NEW YORK (JTA) — We are living at a moment of great disruption. We all sense it. We all experience it. It impacts every aspect of our lives — education, economics, politics, social society. Judaism is not immune to these forces.

Changes in demography; declines in synagogue membership, educational fluency and connection; the rise of the “nones” (Jews who identify as Jewish with no religion); a weakening of the bonds to Israel; intermarriage and more are all signs of this moment of disruption. The institutions we built to sustain and nurture Jewish life for the last 200 years are crumbling while a new Jewish future, one that is not yet fully defined, is emerging.

Much has been written and discussed about the state of 21st century Jewry and what to do about it. Ultimately we are all asking a variation of the same question: How do we navigate a rapidly changing world in an authentic way?

In his book “Leading from the Emerging Future,” Otto Scharmer argues that our response “requires us to shift the inner place from which we operate. It requires us to suspend our judgments, redirect our attention, let go of the past, lean into the future that wants to emerge through us, and let it come.”

During the beginning of my tenure at the USCJ, I would often be invited to speak to congregational boards about membership recruitment and retention. Leaders always wanted to know how to attract and retain new members. I observed a 90-minute board meeting that had just four agenda items: a financial matter in the religious school, a casino night, a parent’s night out and the annual dinner-dance fundraiser.

At 9 p.m., following 90 minutes of frontal committee reports, it was my turn to teach this board about membership. I decided to throw aside my fancy PowerPoint and instead I asked for three people to share an experience that inspired them to sit at the board table. One person shared how his daughter stood under the huppah the week before and what it meant to be surrounded by a community that had shared in his family’s life journey. Another spoke about how her son died in a car accident 20 years earlier and teared up as she described the way the community literally helped her to get out of bed in the morning and continue living. And a third mentioned how his first trip to Israel was with the congregation and how he had become a lifelong learner as a result of it.

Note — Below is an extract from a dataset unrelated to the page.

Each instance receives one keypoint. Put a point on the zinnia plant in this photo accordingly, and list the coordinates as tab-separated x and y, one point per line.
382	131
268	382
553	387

I challenged them, explaining that “if you want to attract and retain members, then you need to talk more about these stories and figure out how the congregation enhances and expands the key moments of people’s lives and functions as a catalyst for their passions through Judaism.”

In other words, it’s about purpose, not program. It’s about meaning, not membership.

In our work at USCJ, we know that what all thriving kehillot (sacred communities inside and outside the walls of a synagogue) share is intentionality around Jewish relevancy and relationship. When planning their year they don’t ask what programs they need to drive people into the synagogue. They ask what questions and challenges their people are struggling with and how they can be a source of connection and meaning that leads to the Kabbalistic notion of “shleymut” (wholeness).

In this time of great disruption, our focus must shift from structures to values. An authentic and dynamic Judaism is rooted in the wisdom gained at the intersection of heritage and progress. It is a Judaism that thrives in the tension of old and new, that finds unity in diversity, that is committed to lifelong Jewish growth, that is dedicated to excellence, and that understands that we are part of a great people, with a great tradition, that continues to this very day to inspire us to life fulfillment and a better world.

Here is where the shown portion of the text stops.